Recently, the girls and I were craving cake. With the lock down going on, it had to be homemade. In the past, I haven't been very good at making cake. It usually turns out to dense for my liking. But this was a time as good as any to practice, and after a few attempts I got it right. Fluffy, tasty, and made with whole wheat flour.
Chocolate cakes are our favorite, but we were out of cocoa powder and had to make do with whatever was available. So, I decided to try out a coffee flavor cake. Here is the recipe.
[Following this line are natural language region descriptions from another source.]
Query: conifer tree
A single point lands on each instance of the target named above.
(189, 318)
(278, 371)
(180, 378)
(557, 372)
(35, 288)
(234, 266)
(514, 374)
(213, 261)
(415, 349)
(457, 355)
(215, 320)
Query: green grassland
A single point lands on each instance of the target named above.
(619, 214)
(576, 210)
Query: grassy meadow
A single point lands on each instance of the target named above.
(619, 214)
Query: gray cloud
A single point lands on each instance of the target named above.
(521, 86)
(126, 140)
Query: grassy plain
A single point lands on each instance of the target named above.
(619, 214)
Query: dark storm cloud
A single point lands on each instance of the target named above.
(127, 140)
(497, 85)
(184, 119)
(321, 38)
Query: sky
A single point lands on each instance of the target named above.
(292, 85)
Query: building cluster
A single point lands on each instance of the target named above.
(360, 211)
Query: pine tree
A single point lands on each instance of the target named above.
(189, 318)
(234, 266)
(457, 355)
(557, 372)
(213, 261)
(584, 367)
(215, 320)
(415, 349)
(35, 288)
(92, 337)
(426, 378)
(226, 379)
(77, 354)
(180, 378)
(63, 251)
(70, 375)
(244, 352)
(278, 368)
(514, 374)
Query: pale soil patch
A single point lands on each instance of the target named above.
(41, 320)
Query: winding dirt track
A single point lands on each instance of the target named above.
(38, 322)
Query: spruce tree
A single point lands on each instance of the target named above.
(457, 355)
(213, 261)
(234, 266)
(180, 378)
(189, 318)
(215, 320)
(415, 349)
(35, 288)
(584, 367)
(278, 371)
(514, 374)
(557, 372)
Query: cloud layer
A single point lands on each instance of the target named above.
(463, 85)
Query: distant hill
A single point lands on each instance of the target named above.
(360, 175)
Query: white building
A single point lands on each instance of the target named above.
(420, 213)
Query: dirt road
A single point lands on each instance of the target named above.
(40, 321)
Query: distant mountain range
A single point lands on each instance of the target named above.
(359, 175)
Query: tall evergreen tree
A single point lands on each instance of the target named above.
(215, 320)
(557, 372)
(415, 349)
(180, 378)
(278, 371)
2 heaped tablespoons whole wheat flour
1 teaspoon baking powder
1 teaspoon instant coffee
1 heaped tablespoon castor sugar + 2 teaspoons castor sugar + a pinch of castor sugar
1 teaspoon vanilla
Some (1 to 2 tablespoons) Amul fresh cream at room temperature (for batter), and some more for topping
2 to 4 table spoons of milk
Add the flour, baking powder and 1 heaped tablespoon of castor sugar to a large coffee mug and mix the dry ingredients. In a separate cup mix the coffee and 2 teaspoons of castor sugar with a little bit of boiling water. Stir till they dissolve and allow the mixture to cool a little. Add cream and stir some more.
Add the eggs and vanilla to the dry mixture. Pour in the coffee cream mixture. Whisk with a fork. Add some milk till the mixture in a just a little runny so it can easily be poured out of the cup. This is important. If the batter is too thick, you won't get a fluffy cake.
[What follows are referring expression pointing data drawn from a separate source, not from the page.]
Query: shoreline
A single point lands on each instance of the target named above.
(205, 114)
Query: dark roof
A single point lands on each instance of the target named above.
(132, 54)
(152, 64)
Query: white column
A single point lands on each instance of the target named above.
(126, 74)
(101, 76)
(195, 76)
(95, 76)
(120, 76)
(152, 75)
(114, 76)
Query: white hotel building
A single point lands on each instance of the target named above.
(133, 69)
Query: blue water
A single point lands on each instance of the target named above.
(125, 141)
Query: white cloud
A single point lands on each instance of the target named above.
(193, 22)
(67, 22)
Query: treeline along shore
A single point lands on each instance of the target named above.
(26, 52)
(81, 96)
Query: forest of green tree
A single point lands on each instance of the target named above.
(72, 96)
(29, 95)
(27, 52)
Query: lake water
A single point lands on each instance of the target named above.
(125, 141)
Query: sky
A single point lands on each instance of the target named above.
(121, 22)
Take a small 4 inch baking dish and coat it with a little butter and flour. Pour the cake batter and put it in to an oven pre-heated to 350F. Bake for 25 to 30 minutes. You know it's done when poke it with a toothpick and it comes out clean.
The cake is bittersweet. When it cools you can turn it upside down, pour some fresh cream, drizzle some castor sugar on top of the cream and enjoy!